さて、今年はシエナの「コントラーダ」にちなんで、動物とイタリア語をテーマにお便りしています。9月は文化の秋にふさわしく、知恵のシンボルであるフクロウのコントラーダをピックアップしたいと思います。
チヴェッタContrada Priora della Civetta
チヴェッタのコントラーダは、所属しているメンバーの人数も、テリトリーの広さもシエナで最小。けれど、パリオ祭ではコンスタントに勝利を手にしたり、また毎年秋には初物ワインのイベントを開いたりと活発に活動しています。
イタリア語の「 Civetta (チヴェッタ)」とはフクロウのことで、このコントラーダは名前に違わずフクロウをシンボルに掲げています。赤と黒を基調とした旗には、王冠をかぶったフクロウが鎮座しています。
イタリア語とフクロウ
例えば、フクロウが獲物をおびき寄せる様から、 男性に色目をつかったり、誰かれかまわず媚びを売る女性のことを「 civetta 」と呼ぶことがあります。「 Quella è una civetta(あの女、男に媚びまくりよ)!」といった感じで使われます。

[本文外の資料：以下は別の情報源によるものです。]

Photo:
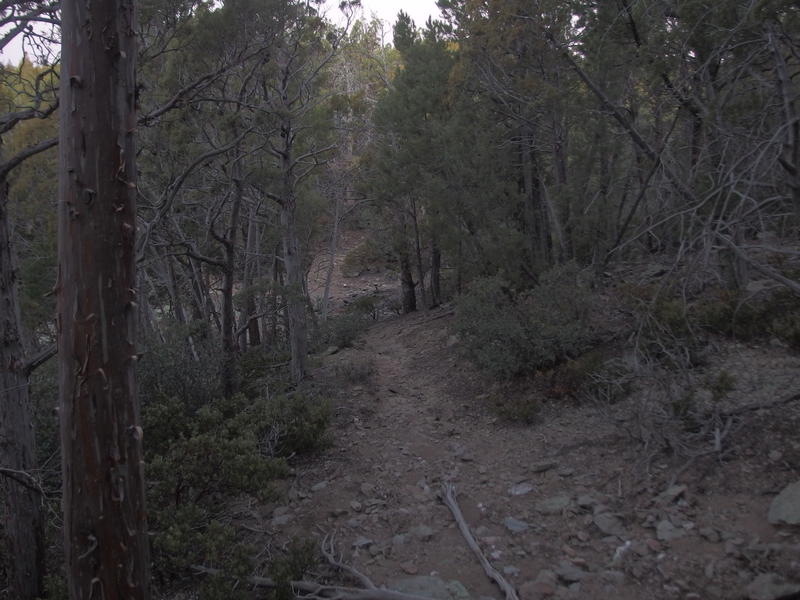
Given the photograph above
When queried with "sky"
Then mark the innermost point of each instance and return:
(418, 10)
(386, 10)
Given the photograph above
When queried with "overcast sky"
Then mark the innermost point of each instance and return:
(386, 10)
(418, 10)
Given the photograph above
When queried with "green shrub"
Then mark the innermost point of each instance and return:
(515, 407)
(355, 372)
(369, 255)
(510, 334)
(299, 558)
(168, 368)
(298, 425)
(198, 459)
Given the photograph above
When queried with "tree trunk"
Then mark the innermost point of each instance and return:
(535, 212)
(409, 296)
(24, 525)
(331, 257)
(251, 330)
(418, 248)
(230, 384)
(105, 529)
(436, 272)
(295, 300)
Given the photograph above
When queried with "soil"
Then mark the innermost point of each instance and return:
(583, 503)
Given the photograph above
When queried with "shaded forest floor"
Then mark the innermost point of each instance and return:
(576, 505)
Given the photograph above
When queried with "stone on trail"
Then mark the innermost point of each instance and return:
(769, 586)
(431, 587)
(666, 531)
(785, 508)
(609, 524)
(553, 506)
(544, 586)
(422, 533)
(569, 572)
(520, 489)
(515, 525)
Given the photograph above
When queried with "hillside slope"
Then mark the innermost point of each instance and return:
(574, 506)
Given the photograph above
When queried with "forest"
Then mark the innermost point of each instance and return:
(206, 205)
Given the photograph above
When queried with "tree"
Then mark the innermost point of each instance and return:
(105, 527)
(27, 94)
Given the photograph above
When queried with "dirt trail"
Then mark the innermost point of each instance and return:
(564, 508)
(570, 507)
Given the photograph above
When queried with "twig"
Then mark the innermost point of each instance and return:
(448, 496)
(316, 591)
(23, 478)
(760, 406)
(329, 551)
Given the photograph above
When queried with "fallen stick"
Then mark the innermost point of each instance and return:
(317, 591)
(448, 496)
(760, 406)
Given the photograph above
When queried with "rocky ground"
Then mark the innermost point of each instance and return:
(570, 507)
(587, 502)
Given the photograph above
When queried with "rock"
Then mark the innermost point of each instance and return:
(553, 506)
(769, 586)
(666, 531)
(422, 533)
(281, 520)
(709, 534)
(544, 586)
(431, 587)
(785, 508)
(569, 572)
(673, 494)
(515, 525)
(614, 577)
(609, 524)
(541, 467)
(520, 489)
(362, 542)
(775, 455)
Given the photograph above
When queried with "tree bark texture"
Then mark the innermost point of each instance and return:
(295, 298)
(105, 528)
(23, 525)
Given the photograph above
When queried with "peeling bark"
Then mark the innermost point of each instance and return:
(105, 528)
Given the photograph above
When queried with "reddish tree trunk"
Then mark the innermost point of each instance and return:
(105, 529)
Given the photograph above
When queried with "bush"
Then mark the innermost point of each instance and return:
(168, 368)
(369, 255)
(510, 334)
(197, 460)
(355, 372)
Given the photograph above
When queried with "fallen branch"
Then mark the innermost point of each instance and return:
(329, 552)
(448, 496)
(760, 406)
(316, 591)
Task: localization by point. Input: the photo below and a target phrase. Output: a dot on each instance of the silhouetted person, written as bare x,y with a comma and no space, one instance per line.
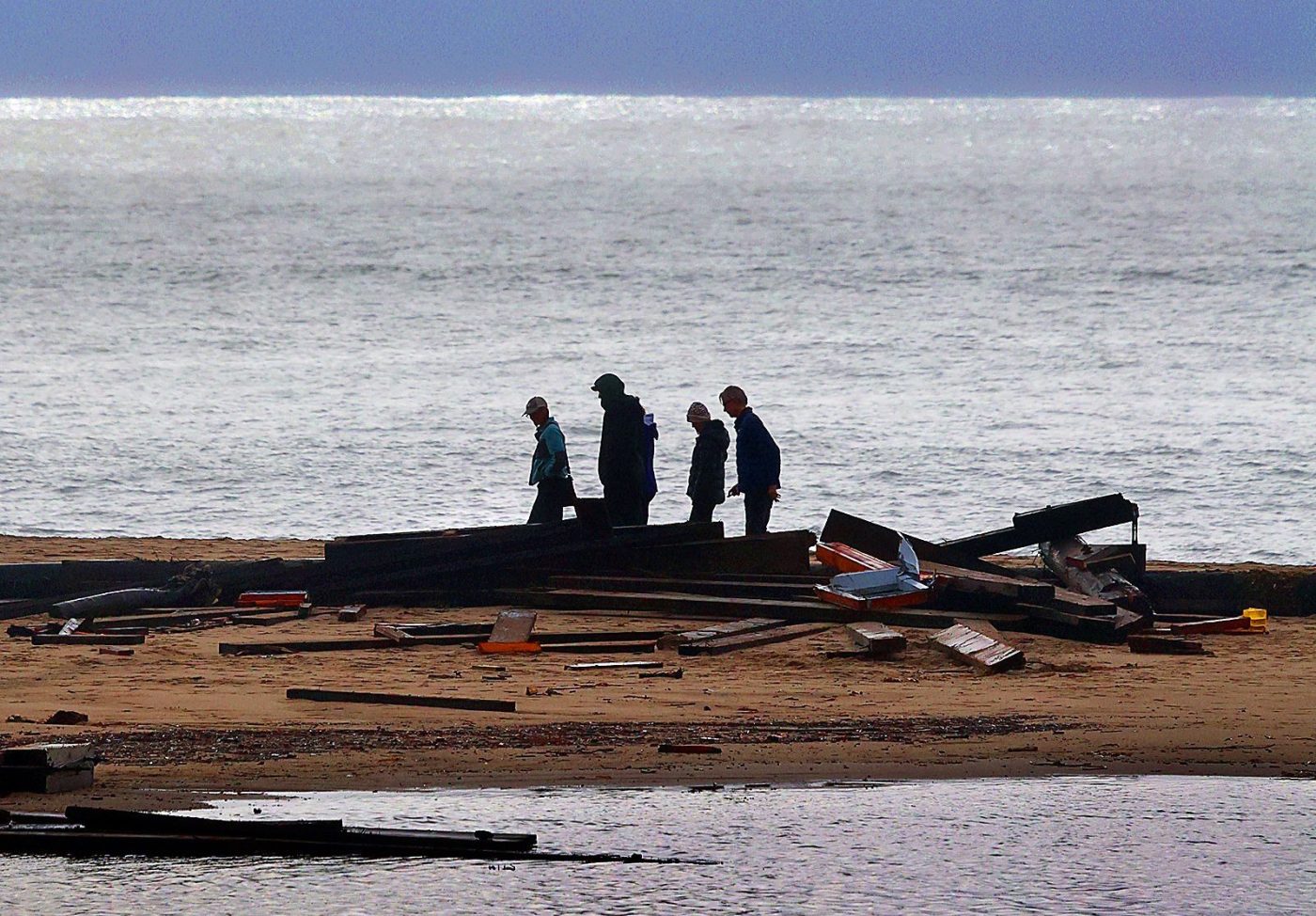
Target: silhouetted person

似たような表現で「 fare la civetta」や「 civettare」などもあり、こちらは「媚びを売る」という意味があります。
また、「 occhio di civetta (フクロウの目)」という言うと、そのきれいな黄色い目から「金貨」のことや「プリムローズの花」を指したりします。
ミネルヴァのフクロウ
さて、フクロウは西洋では古くから哲学や知恵を象徴する動物でした。ギリシア神話の女神アテネやローマ神話の知の女神ミネルヴァのシンボルでもあり、現代ギリシアの1ユーロ硬貨には古代ギリシアのコインに刻印されていたフクロウが描かれています。
フクロウが知のシンボルとなった由来は、目とくちばしがギリシア文字の φ のような形をしているからと言われています。この文字は哲学や黄金律のシンボルであり、知の探究や知の調和を表していました。
18世紀には、ドイツの哲人ヘーゲルが「ミネルヴァのフクロウは黄昏に羽ばたく」ということばを残しています。この文章にはいろいろな解釈がありますが、その中の1つは、「知を象徴するミネルヴァのフクロウ、つまり人間の知恵は、昼ではなく夜に活動するフクロウのように、最盛期を過ぎて歳を重ねてから獲得できるものである」と説明しています。
これからどんどん日が短くなり、夜の長い季節に入ります。フクロウにちなんで夜は本を読んだり、音楽を聴いたりと、秋はいつも以上に文化に親しむ時間ができそうですね。